Capitol Notes

Farm Bureau president frustrated by process setting future OT threshold

Why has the state’s commissioner of agriculture and markets been silent about future overtime rules for farmworkers?

Who is writing a final report for the Farm Laborers Wage Board?

What will board members vote on during their final meeting on Thursday?

Those are just some of the questions plaguing David Fisher, president of the New York Farm Bureau, who sits on the three-member wage board that is scheduled to issue recommendations on Thursday that will likely determine when overtime kicks in for farmworkers in the future.

The current threshold, which took effect in January as the result of sweeping legislation passed in 2019, is set at 60 hours a week, a first of its kind mandate for farmworkers in the state. Since February, the wage board has been considering whether the threshold should be lowered, with a statutory responsibility to make recommendations on the issue by the end of the year.

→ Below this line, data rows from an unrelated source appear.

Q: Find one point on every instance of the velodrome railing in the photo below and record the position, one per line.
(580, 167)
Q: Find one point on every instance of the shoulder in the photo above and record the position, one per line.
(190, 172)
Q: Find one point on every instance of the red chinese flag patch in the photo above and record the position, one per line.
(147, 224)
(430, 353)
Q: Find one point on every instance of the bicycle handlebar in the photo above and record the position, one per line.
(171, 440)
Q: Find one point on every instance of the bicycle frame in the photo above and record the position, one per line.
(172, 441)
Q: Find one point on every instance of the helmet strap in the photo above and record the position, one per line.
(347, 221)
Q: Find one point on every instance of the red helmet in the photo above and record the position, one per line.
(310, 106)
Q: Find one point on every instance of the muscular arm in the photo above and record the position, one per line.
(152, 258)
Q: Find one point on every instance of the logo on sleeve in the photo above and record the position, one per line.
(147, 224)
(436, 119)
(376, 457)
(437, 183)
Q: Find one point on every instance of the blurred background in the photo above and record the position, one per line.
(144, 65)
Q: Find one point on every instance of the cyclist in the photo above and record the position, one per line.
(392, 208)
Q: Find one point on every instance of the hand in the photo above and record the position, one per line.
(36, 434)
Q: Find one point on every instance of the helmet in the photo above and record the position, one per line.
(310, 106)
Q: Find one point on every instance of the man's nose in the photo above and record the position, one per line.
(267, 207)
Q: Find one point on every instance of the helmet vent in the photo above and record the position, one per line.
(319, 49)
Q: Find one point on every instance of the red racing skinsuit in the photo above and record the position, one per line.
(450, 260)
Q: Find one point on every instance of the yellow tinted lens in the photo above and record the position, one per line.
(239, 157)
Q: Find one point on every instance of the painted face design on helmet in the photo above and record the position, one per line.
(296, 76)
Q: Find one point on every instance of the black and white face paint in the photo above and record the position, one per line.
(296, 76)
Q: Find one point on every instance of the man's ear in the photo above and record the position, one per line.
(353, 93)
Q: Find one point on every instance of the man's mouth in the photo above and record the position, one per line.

Fisher joined The Capitol Pressroom on Wednesday to talk about the wage board process, which has left him feeling in the dark.

Asked who is writing the recommendations and when he’ll see them, Fisher said, “There hasn’t been a lot of communication on any of these things. I quite often don’t know the agenda until a few minutes before the meeting.”

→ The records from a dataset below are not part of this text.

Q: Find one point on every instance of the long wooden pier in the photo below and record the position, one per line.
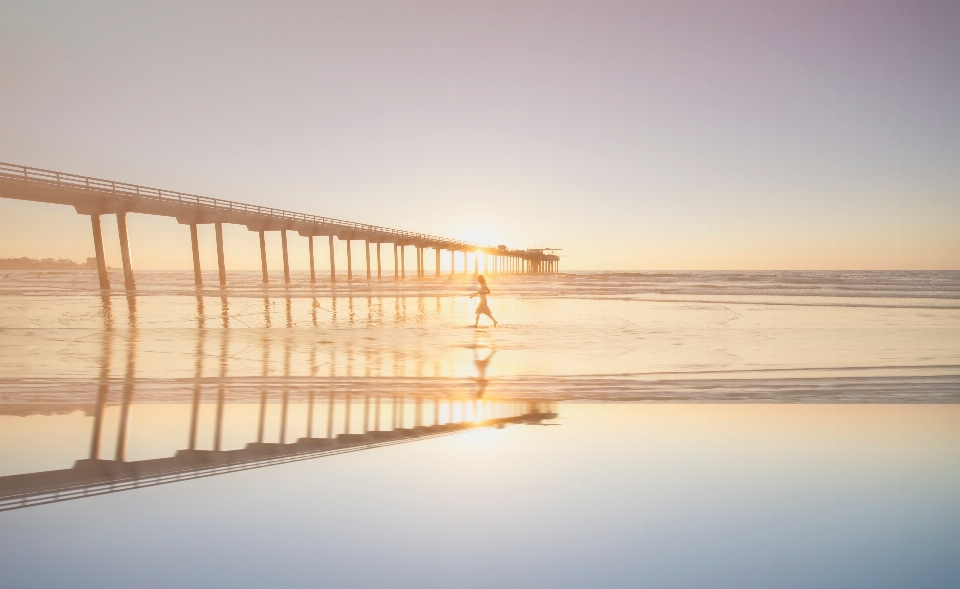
(96, 197)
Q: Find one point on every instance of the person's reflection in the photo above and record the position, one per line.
(481, 364)
(201, 318)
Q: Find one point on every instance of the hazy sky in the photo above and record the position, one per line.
(635, 135)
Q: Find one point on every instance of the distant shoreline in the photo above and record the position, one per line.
(46, 264)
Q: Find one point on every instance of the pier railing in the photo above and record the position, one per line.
(129, 191)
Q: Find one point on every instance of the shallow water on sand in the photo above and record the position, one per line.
(779, 429)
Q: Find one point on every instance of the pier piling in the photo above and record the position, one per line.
(366, 249)
(333, 263)
(263, 257)
(195, 243)
(98, 246)
(221, 265)
(286, 260)
(313, 274)
(128, 281)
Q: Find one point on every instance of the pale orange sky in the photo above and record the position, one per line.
(634, 135)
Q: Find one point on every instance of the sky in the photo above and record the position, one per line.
(787, 134)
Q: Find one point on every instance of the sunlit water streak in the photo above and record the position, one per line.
(762, 336)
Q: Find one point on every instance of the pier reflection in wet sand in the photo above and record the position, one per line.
(309, 441)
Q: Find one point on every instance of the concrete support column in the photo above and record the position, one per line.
(333, 263)
(313, 274)
(286, 261)
(263, 258)
(366, 249)
(128, 281)
(349, 263)
(221, 265)
(195, 243)
(98, 247)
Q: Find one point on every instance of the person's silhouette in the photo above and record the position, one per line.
(483, 308)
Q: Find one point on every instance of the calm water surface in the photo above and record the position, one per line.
(621, 430)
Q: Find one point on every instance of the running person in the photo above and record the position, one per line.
(483, 308)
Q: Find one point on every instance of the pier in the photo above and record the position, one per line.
(96, 197)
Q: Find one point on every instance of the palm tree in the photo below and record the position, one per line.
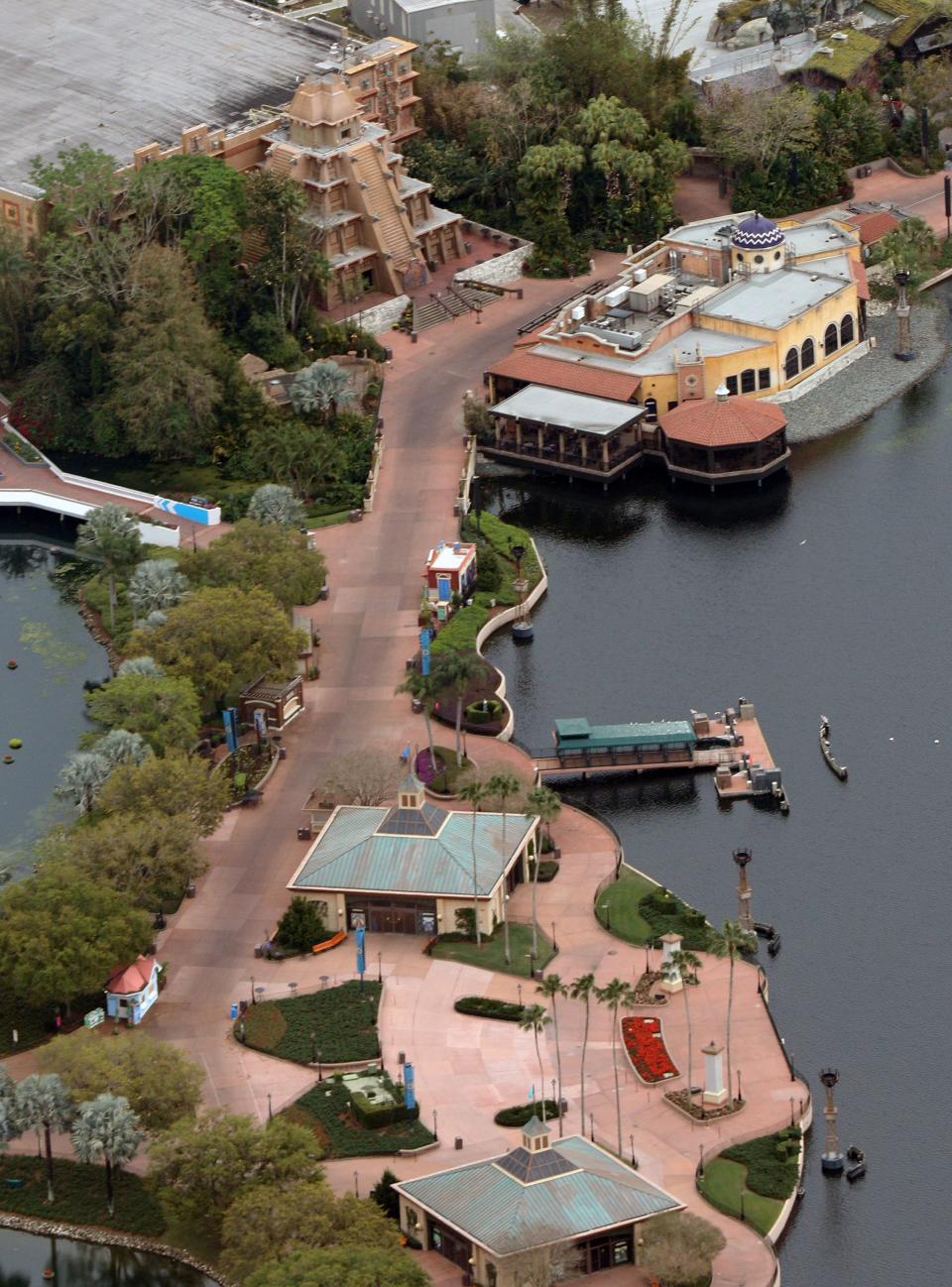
(617, 995)
(276, 504)
(475, 793)
(582, 990)
(82, 776)
(113, 534)
(107, 1127)
(734, 938)
(422, 689)
(155, 586)
(535, 1019)
(541, 802)
(458, 669)
(683, 966)
(320, 389)
(552, 988)
(44, 1101)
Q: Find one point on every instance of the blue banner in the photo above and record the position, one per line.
(229, 718)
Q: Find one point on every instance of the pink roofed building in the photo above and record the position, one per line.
(133, 990)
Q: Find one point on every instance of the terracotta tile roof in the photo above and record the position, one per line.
(572, 376)
(131, 979)
(732, 422)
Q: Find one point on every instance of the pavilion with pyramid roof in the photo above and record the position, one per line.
(411, 867)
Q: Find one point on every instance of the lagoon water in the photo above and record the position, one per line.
(827, 594)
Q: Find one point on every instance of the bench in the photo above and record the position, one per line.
(329, 942)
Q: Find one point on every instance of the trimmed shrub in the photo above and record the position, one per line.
(488, 1007)
(520, 1113)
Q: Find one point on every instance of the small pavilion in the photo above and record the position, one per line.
(723, 439)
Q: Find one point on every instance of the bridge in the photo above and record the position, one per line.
(39, 484)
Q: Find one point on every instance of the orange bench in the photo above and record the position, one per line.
(331, 942)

The board, while chaired by Buffalo Urban League President Brenda McDuffie, has been run behind the scenes by staff from the state Department of Labor.

During meetings of the board on Monday and Tuesday, board member Denis Hughes, former president of the New York AFL-CIO, repeatedly pushed for a system of overtime benefits kicking in at 40 hours, which would be phased in over a “reasonable period of time.” McDuffie has also expressed a desire to lower the threshold for obtaining overtime benefits.

Fisher – who appeared visibly frustrated in Tuesday’s meeting – urged a cautious approach to lowering the overtime threshold, warning that it could make farming prohibitively expensive in New York.

“I think we need time to look at the impact of this … Without three years of data, it’s going to be really hard to know if farmers can afford to pay more and what they can afford to pay or how to start it,” he said. “Three years of data, a year to look at it, study it, maybe have another wage board or another board of some sort that looked at it, and then some time to give farmers notice so they would have time to plan their business accordingly.”

Elaborating on comments made in Tuesday’s board meeting, Fisher also told The Capitol Pressroom that he “doesn’t feel good” about state Agriculture and Markets Commissioner Richard Ball not playing an active role in the board’s process.

“He is a farmer and as a government official he is charged with implementing policy, so it just seem like we should, as a wage board, hear from him directly,” Fisher said.

The board is scheduled to meet at 4 p.m. on Thursday over Zoom.